AttributeError throwing up which says list object has no attribute lower

I am working on an example where training data and training labels are lists, but when I fit on it on a code, it throws an error. I guess, the problem is with the text pre-processing class.

Below is the code, where I created a pipeline, but it say expected str or bytes like object or sometimes, list has not attribute lower.

import string

from nltk.corpus import stopwords as sw
from nltk.corpus import wordnet as wn
from nltk import wordpunct_tokenize
from nltk import WordNetLemmatizer
from nltk import sent_tokenize
from nltk import pos_tag

from sklearn.base import BaseEstimator, TransformerMixin


class NLTKPreprocessor(BaseEstimator, TransformerMixin):

    def __init__(self, stopwords=None, punct=None,
                 lower=False, strip=True):
        self.lower      = lower
        self.strip      = strip
        self.stopwords  = stopwords or set(sw.words('english'))
        self.punct      = punct or set(string.punctuation)
        self.lemmatizer = WordNetLemmatizer()

    def fit(self, X, y=None):
        return self

    def inverse_transform(self, X):
        return [" ".join(doc) for doc in X]

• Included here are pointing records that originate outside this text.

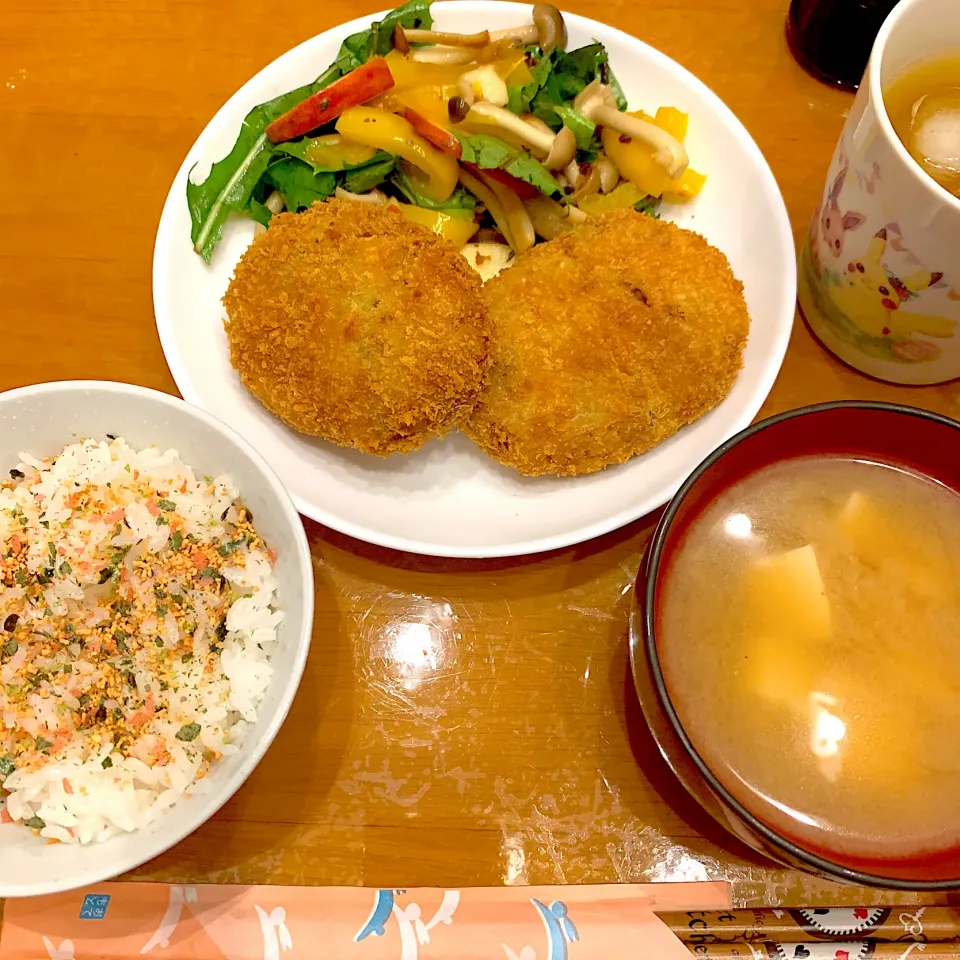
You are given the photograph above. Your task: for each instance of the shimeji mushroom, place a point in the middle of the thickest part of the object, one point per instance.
(598, 104)
(403, 37)
(505, 207)
(556, 149)
(485, 84)
(548, 30)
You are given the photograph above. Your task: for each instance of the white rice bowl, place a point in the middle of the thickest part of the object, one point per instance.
(135, 808)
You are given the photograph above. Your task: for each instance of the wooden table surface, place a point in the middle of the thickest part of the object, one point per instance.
(459, 722)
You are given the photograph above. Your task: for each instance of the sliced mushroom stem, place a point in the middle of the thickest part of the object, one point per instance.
(609, 175)
(489, 199)
(447, 39)
(485, 84)
(551, 30)
(597, 103)
(374, 197)
(549, 219)
(499, 50)
(451, 55)
(563, 151)
(457, 109)
(487, 115)
(526, 34)
(670, 152)
(400, 40)
(505, 207)
(537, 123)
(589, 184)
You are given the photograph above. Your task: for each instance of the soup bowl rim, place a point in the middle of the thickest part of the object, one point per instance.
(643, 644)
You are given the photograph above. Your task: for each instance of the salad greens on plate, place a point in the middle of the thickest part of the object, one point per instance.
(501, 134)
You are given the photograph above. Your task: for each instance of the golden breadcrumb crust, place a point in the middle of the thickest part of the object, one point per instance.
(606, 341)
(352, 324)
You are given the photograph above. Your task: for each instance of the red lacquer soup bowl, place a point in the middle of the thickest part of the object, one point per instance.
(923, 442)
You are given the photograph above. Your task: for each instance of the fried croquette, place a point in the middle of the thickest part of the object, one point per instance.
(606, 341)
(352, 324)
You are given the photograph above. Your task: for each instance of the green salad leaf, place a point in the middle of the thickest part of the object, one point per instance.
(299, 148)
(298, 184)
(491, 153)
(232, 181)
(650, 206)
(378, 40)
(460, 204)
(570, 73)
(520, 98)
(583, 129)
(360, 179)
(578, 68)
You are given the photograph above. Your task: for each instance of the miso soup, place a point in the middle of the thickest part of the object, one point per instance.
(809, 634)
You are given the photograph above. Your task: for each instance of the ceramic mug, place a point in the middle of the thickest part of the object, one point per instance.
(880, 267)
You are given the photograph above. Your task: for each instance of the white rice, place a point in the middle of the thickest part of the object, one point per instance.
(112, 709)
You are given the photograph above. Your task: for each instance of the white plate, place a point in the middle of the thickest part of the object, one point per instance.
(450, 499)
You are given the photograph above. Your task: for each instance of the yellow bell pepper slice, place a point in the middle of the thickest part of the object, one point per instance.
(686, 187)
(395, 135)
(429, 102)
(622, 198)
(454, 229)
(408, 73)
(674, 121)
(635, 162)
(336, 153)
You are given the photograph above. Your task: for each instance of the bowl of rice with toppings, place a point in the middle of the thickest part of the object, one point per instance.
(156, 606)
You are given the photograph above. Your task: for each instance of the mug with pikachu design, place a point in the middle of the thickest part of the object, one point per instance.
(880, 266)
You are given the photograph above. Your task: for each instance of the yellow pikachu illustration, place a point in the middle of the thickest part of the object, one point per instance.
(871, 296)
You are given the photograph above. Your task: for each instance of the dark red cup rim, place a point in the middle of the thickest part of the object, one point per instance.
(649, 572)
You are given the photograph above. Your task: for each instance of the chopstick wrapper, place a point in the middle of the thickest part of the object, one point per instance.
(891, 924)
(122, 921)
(855, 950)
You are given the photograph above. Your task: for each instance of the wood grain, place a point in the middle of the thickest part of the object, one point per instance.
(459, 723)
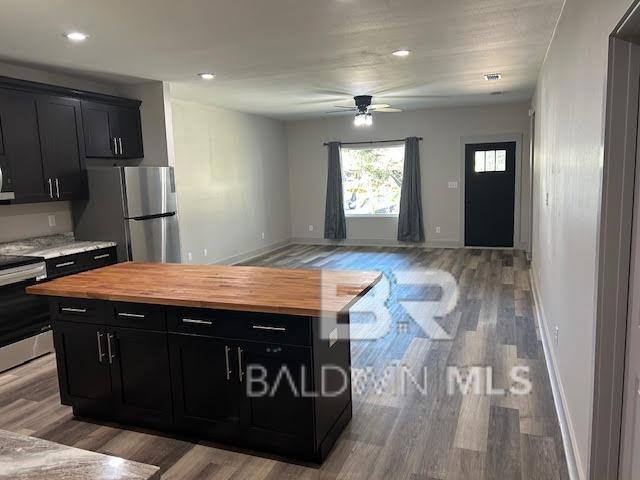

    def transform(self, X):
        return [
            list(self.tokenize(doc)) for doc in X
        ]

    def tokenize(self, document):
        # Break the document into sentences
        for sent in sent_tokenize(document):
            # Break the sentence into part of speech tagged tokens
            for token, tag in pos_tag(wordpunct_tokenize(sent)):
                # Apply preprocessing to the token
                token = token.lower() if self.lower else token
                token = token.strip() if self.strip else token
                token = token.strip('_') if self.strip else token
                token = token.strip('*') if self.strip else token

                # If stopword, ignore token and continue
                if token in self.stopwords:
                    continue

                # If punctuation, ignore token and continue
                if all(char in self.punct for char in token):
                    continue

                # Lemmatize the token and yield
                lemma = self.lemmatize(token, tag)
                yield lemma

    def lemmatize(self, token, tag):
        tag = {
            'N': wn.NOUN,
            'V': wn.VERB,
            'R': wn.ADV,
            'J': wn.ADJ
        }.get(tag[0], wn.NOUN)

        return self.lemmatizer.lemmatize(token, tag)

from sklearn.feature_extraction.text import TfidfVectorizer

text_clf = Pipeline([('preprocess', NLTKPreprocessor()),
                     ('vect', CountVectorizer()),
                     ('tfidf', TfidfTransformer(smooth_idf=True,use_idf=True)),
                     ('clf', SGDClassifier(loss='log', penalty='l2',
                                           alpha=1e-3, random_state=42)),
])

#---show only the best performace results: accuracy, other metrics, and confusion matrix
text_clf3.fit(X_train, y_train)
y_pred = text_clf3.predict(X_test)
print ('Accuracy Score (%):', accuracy_score(y_test, y_pred)*100)

print(metrics.classification_report(y_test, y_pred,
    target_names=docs_data.target_names))

Solution

You get error because of this method.

def transform(self, X):
    return [
        list(self.tokenize(doc)) for doc in X
    ]

X is a dataframe, and when you iterate dataframe you get indexes of each row. Therefore you get 0 on first iteration and then sent_tokenizer fails because it expects something else.

I am not sure about entire pipeline. But you can fix this one step like this. Note, this would work only with one column.

def transform(self, X):
    return [
        list(self.tokenize(doc[0])) for doc in X.values
    ]

method above works with the following fit inputs.

X_train = pd.DataFrame([['asfas saf asf. dwqdwqwd '],['asdasdasd32d23  wedw ed wed. dwqdwq. ']])
y_train = [[1], [2]]